3//! Provides a **process-global** set of [`std::sync::atomic::AtomicU64`]
4//! counters that the engine and domain handlers increment at runtime. The
5//! [`metrics_api`] handler reads them via [`EngineMetrics::global()`] without
6//! any I/O and renders them in Prometheus text format.
7//!
8//! ## Design rationale
9//!
10//! The mako-engine is a single-process daemon (`makod`).
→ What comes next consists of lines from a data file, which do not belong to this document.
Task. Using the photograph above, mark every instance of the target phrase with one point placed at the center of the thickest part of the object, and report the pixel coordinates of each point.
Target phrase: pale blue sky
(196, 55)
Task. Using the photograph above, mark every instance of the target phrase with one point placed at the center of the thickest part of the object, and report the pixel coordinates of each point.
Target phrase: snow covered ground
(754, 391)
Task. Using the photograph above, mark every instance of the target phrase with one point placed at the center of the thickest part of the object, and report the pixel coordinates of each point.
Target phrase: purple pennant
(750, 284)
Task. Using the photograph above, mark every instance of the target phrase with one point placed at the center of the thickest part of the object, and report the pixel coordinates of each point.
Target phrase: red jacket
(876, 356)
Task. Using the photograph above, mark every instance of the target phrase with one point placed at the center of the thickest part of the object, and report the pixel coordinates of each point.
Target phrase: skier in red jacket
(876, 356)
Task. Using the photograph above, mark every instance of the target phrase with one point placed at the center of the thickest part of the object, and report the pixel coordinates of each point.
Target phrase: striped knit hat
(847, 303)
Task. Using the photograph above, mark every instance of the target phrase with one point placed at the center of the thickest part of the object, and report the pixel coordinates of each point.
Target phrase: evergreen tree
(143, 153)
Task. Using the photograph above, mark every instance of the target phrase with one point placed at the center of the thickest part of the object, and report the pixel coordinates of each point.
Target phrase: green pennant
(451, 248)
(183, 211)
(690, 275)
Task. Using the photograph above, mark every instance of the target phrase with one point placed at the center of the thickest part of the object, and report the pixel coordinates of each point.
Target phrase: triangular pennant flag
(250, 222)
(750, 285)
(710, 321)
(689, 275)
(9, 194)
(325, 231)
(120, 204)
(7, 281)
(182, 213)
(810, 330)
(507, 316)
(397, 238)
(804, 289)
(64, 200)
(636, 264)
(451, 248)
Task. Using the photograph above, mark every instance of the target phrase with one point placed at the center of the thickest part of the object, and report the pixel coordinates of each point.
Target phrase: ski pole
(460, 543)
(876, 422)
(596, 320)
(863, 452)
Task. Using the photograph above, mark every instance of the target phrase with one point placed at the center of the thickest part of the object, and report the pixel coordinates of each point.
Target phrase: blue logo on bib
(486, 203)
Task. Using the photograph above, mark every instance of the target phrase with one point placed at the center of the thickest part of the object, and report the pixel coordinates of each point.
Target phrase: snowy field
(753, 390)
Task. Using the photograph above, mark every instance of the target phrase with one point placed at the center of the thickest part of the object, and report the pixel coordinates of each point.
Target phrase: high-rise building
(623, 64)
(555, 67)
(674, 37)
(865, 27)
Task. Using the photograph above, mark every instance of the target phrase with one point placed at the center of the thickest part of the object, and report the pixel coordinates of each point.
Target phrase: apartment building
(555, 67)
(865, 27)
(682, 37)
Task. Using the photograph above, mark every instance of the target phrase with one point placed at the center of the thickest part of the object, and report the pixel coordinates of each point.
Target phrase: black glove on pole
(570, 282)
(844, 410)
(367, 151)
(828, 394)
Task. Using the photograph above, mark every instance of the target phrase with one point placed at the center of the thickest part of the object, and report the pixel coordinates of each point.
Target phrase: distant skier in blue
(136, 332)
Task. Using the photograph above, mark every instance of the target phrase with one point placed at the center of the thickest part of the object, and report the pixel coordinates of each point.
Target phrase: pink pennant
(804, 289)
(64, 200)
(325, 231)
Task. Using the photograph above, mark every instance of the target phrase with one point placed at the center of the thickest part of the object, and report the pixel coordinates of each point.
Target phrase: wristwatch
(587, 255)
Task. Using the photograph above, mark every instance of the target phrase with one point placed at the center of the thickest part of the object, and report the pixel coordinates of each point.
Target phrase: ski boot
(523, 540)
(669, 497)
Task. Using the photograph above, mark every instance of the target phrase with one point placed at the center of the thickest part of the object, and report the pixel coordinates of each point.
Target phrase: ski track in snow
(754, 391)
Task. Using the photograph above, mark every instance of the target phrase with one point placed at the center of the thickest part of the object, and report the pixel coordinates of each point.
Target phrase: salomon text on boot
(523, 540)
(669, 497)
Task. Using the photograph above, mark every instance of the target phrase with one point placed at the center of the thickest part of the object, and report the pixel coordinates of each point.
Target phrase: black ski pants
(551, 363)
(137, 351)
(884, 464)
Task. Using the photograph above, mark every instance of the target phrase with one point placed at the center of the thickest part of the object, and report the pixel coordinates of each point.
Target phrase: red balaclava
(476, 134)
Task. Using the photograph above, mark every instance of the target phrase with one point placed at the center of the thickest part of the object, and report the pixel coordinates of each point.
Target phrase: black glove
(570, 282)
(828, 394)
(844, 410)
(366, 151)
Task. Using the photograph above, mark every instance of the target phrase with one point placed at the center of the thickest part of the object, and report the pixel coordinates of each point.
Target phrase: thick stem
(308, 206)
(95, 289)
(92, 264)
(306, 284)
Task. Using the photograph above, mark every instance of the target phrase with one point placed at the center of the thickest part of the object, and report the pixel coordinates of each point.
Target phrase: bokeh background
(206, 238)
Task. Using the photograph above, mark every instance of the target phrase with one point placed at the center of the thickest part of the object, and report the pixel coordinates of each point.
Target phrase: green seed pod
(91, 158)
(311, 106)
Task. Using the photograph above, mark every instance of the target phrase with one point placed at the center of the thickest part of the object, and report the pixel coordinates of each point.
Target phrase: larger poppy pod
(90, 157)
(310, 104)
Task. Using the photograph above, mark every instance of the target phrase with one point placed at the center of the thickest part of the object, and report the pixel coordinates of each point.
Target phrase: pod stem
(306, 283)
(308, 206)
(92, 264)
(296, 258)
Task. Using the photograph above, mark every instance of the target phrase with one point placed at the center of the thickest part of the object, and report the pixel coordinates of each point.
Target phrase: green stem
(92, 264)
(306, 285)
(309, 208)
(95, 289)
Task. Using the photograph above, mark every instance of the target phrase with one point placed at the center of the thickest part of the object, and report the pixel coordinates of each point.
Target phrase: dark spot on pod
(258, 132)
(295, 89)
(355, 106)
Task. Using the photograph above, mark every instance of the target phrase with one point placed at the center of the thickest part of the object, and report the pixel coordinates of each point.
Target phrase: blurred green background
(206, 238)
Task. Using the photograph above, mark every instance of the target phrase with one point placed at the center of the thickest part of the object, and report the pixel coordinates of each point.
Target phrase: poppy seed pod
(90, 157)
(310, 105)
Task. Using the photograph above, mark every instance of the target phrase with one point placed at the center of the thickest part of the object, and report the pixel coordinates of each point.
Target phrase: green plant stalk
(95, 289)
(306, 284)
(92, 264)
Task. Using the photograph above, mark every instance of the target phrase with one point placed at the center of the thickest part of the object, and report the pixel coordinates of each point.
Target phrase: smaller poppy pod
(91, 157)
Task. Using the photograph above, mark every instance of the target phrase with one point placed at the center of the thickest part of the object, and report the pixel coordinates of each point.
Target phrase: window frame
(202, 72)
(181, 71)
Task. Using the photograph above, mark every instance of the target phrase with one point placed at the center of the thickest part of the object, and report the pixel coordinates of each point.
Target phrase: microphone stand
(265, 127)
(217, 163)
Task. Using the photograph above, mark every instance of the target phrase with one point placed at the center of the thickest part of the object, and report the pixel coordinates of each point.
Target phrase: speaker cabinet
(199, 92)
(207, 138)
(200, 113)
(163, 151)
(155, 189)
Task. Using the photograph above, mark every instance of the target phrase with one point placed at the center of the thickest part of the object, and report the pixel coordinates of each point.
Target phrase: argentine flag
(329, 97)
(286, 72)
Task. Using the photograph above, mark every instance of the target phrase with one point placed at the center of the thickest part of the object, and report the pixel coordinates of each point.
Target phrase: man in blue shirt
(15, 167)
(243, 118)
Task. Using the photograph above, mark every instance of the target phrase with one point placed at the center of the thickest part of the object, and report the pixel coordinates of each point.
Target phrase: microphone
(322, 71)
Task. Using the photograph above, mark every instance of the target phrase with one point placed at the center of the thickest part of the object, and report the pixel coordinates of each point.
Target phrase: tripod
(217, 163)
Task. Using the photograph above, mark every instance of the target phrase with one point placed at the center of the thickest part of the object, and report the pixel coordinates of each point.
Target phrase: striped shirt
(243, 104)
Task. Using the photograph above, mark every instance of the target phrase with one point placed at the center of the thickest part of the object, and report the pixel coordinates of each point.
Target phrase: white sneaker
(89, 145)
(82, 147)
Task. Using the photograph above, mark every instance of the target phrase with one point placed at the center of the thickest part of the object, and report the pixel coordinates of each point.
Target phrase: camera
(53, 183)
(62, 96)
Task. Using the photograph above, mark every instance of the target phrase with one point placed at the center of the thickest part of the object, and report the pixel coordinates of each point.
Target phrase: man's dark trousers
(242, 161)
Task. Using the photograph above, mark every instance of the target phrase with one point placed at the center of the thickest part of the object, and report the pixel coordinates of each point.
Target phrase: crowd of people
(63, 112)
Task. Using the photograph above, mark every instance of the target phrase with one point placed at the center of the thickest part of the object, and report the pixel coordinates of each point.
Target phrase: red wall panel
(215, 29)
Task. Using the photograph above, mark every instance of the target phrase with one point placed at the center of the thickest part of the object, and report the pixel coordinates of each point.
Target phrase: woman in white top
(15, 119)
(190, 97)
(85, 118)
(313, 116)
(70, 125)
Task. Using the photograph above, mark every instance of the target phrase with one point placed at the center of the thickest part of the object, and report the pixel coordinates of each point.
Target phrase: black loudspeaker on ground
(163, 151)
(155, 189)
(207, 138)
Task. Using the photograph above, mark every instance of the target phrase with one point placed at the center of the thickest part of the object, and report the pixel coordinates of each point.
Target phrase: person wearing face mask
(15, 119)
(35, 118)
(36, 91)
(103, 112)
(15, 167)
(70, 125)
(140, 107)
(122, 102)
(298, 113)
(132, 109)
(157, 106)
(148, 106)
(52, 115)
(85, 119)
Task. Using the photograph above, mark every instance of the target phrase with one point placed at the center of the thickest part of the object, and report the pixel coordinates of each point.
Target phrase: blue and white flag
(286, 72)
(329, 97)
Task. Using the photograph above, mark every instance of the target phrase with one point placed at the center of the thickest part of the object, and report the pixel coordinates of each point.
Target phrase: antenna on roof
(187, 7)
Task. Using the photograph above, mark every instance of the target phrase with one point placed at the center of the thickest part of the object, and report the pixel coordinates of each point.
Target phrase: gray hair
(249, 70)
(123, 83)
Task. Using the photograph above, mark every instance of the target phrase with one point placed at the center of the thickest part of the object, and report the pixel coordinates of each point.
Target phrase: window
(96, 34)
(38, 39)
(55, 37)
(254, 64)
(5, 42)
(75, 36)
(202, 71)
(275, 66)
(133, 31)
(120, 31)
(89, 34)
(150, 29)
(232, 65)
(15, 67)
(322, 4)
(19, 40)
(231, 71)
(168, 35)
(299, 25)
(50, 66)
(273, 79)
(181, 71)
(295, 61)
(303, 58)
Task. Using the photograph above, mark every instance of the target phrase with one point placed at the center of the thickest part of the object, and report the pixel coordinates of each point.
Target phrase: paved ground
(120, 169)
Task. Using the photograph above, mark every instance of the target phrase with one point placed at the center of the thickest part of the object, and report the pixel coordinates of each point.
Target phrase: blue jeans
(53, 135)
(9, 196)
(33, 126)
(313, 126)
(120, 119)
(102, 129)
A process-global
11//! static is the simplest, lowest-overhead counter mechanism that:
12//!
13//! - requires **zero allocations** on the hot path (every command dispatch),
14//! - is **async-safe** (atomics need no async context),
15//! - imposes **no external dependency** (no `prometheus` crate in the engine),
16//! - is **observable** from `metrics_api` via a simple method call.
17//!
18//! The trade-off: counters reset on process restart (they are not persisted).
19//! For a single-process daemon this is acceptable — Prometheus's `rate()`
20//! function handles counter resets automatically.
21//!
22//! ## Usage
23//!
24//! ### Incrementing a counter
25//!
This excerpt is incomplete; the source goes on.